Elizabeth McGovern (She’s Having a Baby, The Favor) stars as Norma Carlisle, who was orphaned as a small child when was taken from New York via train to Wichita and adopted by farmers. She grew up, married a successful local lawyer, and with the deaths of her adoptive parents, seeks answers surrounding her birth parents and circumstances of her orphaning.
Upon overhearing Myra Brooks saying that she would be unable to accompany her promising daughter Louise to New York to attend the Denishawn School of Dance, Norma volunteers her services as a chaperone. Myra accepts the offer and with a stern warning from Norma’s husband not to go picking the scab of an old wound, Norma disembarks with Louise in tow. On the train, Norma gets her first taste of the alluring 16 year old Louise’s outlandish flaunting of convention and willingness to flirt with (much) older men. This sets the tone for the rest of the film, as Norma must contend with an out-of-control burgeoning starlet with a habit of slipping her leash while coming to terms with the emotional baggage of her own unraveling life.
The film doesn’t really focus on Louise, played here by Haley Lu Richardson, as much as it uses her as a soundboard. Norma’s adherence to convention plays a big part in why she’s unhappy with her life. Louise, by contrast, is a libertine who questions and mocks these customs. As Norma comes to accept the things in her life, she begins to take inspiration from Louise, accepting what she cannot change and seeking happiness despite it. But as we go, the curtain is peeled back on Louise, revealing that her affluent upbringing harbors dark secrets that shaped her attitudes and would ultimately undermine her real world success.
The screen is filled with heartache, but only revealing how and why as the onion is peeled away layer by layer. Yet throughout the story, we’re given reason for hope through the shifting attitudes of characters determined to not be defined by the circumstances from which they came, or even where they are standing. McGovern handles these seasons with the competence you would expect from someone with 40 years of screen work.
Through the intro and epilogue wrapper, we are given a glimpse of a burned out and hopeless Louise. Yet even here the thread of hope foreshadows that the actress would get a second wind, not as a dancer or film star, but eventually as a writer and historian, as well as Hollywood’s most iconic muse.
Being a period piece, the movie is lit perpetually with warm orange light, giving the film an innate sepia-tone quality. This seems to help evoke the old-timey photograph appeal that people associate with early 20th century. Despite this, the colors throughout the film are rich and bold, and the cinematography is competent, if not conventional.

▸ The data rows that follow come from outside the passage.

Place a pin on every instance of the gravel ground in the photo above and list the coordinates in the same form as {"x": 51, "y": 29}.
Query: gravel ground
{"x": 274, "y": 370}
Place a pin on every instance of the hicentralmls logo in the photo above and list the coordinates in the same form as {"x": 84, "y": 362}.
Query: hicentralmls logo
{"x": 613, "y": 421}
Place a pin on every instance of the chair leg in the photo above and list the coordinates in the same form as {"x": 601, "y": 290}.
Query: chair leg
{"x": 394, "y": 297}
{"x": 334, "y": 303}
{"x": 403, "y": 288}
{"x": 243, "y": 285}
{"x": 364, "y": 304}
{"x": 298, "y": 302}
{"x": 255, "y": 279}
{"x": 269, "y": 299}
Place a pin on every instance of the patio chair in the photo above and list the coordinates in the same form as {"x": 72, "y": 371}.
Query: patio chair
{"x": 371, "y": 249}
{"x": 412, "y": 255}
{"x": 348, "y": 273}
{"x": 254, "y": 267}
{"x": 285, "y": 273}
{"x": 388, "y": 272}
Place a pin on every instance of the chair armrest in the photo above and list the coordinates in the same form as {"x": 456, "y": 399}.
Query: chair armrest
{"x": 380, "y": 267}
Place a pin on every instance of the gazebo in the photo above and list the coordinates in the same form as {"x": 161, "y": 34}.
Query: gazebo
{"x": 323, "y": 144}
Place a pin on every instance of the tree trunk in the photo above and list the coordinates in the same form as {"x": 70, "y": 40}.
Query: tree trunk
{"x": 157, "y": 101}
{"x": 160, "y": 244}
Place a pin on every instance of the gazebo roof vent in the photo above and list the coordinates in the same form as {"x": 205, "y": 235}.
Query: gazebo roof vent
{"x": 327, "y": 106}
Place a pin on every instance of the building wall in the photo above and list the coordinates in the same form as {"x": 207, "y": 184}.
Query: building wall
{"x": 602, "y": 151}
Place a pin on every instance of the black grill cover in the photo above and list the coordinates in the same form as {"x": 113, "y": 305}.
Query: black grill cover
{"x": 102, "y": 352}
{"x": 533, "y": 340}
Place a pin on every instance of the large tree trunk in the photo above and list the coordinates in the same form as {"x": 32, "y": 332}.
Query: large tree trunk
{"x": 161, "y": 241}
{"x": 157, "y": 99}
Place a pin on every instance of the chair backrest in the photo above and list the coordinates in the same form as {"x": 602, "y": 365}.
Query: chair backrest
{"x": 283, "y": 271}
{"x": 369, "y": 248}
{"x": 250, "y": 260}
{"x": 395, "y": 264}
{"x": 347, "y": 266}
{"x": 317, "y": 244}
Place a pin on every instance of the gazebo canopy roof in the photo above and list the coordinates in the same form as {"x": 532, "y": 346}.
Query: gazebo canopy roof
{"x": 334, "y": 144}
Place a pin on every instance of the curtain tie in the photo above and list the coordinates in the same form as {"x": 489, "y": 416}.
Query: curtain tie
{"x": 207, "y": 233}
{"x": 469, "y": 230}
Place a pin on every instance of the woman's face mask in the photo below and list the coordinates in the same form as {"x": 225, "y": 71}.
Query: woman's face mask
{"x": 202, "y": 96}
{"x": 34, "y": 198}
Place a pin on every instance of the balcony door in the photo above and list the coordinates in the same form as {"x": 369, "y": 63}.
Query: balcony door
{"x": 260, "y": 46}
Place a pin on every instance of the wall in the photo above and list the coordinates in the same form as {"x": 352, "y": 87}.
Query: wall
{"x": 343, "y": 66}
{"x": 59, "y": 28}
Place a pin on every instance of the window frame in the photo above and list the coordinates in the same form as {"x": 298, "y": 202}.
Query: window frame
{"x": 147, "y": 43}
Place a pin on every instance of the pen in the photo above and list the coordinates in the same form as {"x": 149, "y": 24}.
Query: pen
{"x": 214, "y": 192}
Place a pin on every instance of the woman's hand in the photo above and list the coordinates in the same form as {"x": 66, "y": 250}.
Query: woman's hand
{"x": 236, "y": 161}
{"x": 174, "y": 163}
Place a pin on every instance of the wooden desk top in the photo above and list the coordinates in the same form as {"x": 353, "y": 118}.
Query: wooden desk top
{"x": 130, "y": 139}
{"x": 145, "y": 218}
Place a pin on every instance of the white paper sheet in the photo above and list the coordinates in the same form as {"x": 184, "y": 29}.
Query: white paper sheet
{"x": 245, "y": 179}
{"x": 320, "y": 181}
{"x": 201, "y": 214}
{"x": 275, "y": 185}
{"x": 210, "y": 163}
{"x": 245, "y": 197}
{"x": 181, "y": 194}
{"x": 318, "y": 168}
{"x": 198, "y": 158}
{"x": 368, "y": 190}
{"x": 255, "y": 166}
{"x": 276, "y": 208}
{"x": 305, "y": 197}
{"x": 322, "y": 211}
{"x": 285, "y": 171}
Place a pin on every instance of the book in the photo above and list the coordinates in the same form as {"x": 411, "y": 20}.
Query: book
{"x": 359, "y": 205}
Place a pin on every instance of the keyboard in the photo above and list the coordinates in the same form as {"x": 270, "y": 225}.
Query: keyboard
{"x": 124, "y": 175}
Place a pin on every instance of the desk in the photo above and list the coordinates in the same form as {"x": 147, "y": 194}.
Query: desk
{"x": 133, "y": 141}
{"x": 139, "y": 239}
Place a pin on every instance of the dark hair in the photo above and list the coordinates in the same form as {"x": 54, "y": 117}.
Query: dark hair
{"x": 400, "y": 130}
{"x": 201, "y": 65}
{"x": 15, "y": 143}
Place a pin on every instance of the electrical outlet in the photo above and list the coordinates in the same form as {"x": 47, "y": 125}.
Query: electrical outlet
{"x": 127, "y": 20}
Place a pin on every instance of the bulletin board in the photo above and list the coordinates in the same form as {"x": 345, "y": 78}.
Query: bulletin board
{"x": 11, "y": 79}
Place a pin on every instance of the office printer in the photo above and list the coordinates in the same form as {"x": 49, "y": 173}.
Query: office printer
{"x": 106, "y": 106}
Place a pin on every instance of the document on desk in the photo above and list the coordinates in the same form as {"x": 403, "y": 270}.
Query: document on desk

As the film is set in 1922 but postscripts in 1942, we can see the waning Victorian influence ceding the the inklings of the Roaring Twenties before jumping to the distinctly more casual aesthetic of Americana in the days before World War II. This provides a great opportunity for the costuming to shine, which it does, although Brooks’ flapper is decidedly more stylized fantasy than its real historical counterparts.